Planet-disk interaction in highly inclined systems

TL;DR

This paper investigates how highly inclined proto-planetary disks interact with planets, revealing that inclination damping is often too slow to realign such planets with their disks, influencing planetary system formation theories.

Contribution

It provides a linear regime analysis of planet-disk interactions at high inclinations, including migration and damping timescales, and discusses implications for Hot Jupiters and small planetary systems.

Findings

Inclination damping timescales can exceed disk lifetimes.

Highly inclined planets cannot realign with the disk.
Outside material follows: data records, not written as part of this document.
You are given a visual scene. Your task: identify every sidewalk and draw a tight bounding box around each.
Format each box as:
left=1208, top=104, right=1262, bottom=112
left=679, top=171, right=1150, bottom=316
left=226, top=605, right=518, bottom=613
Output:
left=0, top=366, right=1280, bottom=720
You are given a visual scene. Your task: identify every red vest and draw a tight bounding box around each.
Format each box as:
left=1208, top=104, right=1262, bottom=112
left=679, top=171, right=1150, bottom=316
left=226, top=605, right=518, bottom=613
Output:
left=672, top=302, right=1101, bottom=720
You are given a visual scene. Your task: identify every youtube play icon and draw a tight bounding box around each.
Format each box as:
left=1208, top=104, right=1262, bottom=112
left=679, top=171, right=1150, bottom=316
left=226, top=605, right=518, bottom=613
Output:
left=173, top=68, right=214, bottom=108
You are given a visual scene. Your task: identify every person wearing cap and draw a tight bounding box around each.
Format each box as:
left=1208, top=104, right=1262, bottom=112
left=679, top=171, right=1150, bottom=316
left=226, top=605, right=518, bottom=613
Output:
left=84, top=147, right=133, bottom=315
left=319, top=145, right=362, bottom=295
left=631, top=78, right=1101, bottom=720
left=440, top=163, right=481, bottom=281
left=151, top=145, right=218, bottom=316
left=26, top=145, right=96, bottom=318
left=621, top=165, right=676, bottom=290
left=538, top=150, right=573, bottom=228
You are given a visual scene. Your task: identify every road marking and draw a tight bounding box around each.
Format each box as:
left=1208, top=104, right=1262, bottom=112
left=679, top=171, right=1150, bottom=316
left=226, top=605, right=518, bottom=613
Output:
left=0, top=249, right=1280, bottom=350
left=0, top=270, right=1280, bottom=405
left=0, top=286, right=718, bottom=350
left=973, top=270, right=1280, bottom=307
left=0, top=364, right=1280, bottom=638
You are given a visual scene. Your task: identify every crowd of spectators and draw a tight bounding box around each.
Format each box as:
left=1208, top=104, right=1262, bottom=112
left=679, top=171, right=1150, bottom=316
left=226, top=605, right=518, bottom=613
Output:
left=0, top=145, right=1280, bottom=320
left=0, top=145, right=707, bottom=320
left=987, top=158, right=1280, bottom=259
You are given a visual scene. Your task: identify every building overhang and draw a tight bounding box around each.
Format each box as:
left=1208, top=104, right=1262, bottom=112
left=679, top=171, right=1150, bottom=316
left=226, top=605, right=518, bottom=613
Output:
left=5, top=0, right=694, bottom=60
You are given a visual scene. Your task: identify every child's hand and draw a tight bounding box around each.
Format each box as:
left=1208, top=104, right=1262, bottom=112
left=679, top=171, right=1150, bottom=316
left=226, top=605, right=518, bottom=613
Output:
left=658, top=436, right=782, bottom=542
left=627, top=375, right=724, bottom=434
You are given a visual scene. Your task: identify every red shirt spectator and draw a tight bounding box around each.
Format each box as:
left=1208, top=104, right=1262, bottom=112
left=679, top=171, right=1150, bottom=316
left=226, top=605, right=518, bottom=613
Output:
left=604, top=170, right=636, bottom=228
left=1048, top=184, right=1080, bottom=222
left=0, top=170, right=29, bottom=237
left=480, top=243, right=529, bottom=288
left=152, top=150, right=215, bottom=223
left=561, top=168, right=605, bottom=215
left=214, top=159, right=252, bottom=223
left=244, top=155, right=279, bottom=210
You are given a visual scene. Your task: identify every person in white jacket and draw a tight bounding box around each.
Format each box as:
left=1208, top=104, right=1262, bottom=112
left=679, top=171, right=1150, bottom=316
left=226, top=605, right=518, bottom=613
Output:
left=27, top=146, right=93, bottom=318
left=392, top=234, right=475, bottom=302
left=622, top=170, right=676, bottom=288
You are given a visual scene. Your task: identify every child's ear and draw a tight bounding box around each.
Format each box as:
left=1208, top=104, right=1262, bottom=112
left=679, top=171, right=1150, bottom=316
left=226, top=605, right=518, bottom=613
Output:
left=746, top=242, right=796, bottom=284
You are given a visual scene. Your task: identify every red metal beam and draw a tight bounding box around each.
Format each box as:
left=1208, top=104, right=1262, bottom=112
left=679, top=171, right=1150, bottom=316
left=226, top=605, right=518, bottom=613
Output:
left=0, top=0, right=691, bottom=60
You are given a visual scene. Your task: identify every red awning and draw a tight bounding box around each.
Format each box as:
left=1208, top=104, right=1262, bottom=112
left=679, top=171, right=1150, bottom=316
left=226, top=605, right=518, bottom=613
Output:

Simulation dependence on gravitational softening is logarithmic.

Abstract

We study the interaction of a proto-planetary disk and a planet on a highly inclined orbit in the linear regime. The evolution of the planet is dominated by dynamical friction for planet masses above several Earth-masses. Smaller planets are dominated by aerodynamic drag, especially for very high inclinations and retrograde orbits. The time-scales associated with migration and inclination damping are calculated. For certain values of the inclination, the inclination damping time-scale is longer than the migration time-scale and the disk lifetime. This result shows that highly inclined planets can not (re-)align with the proto-planetary disk. We discuss the dependence of numerical simulations on the gravitational softening parameter. We find only a logarithmic dependence, making global three dimensional simulations of this process computationally feasible. A large fraction of Hot Jupiters is on highly inclined orbits with respect to the rotation axis of the star. On the other hand small-mass planetary systems discovered by the Kepler mission have low mutual inclinations. This shows that there are two distinct formation mechanisms at work. The process that creates inclined Hot Jupiters does not operate on small mass planets because the damping timescales are so long that these systems would still be inclined today.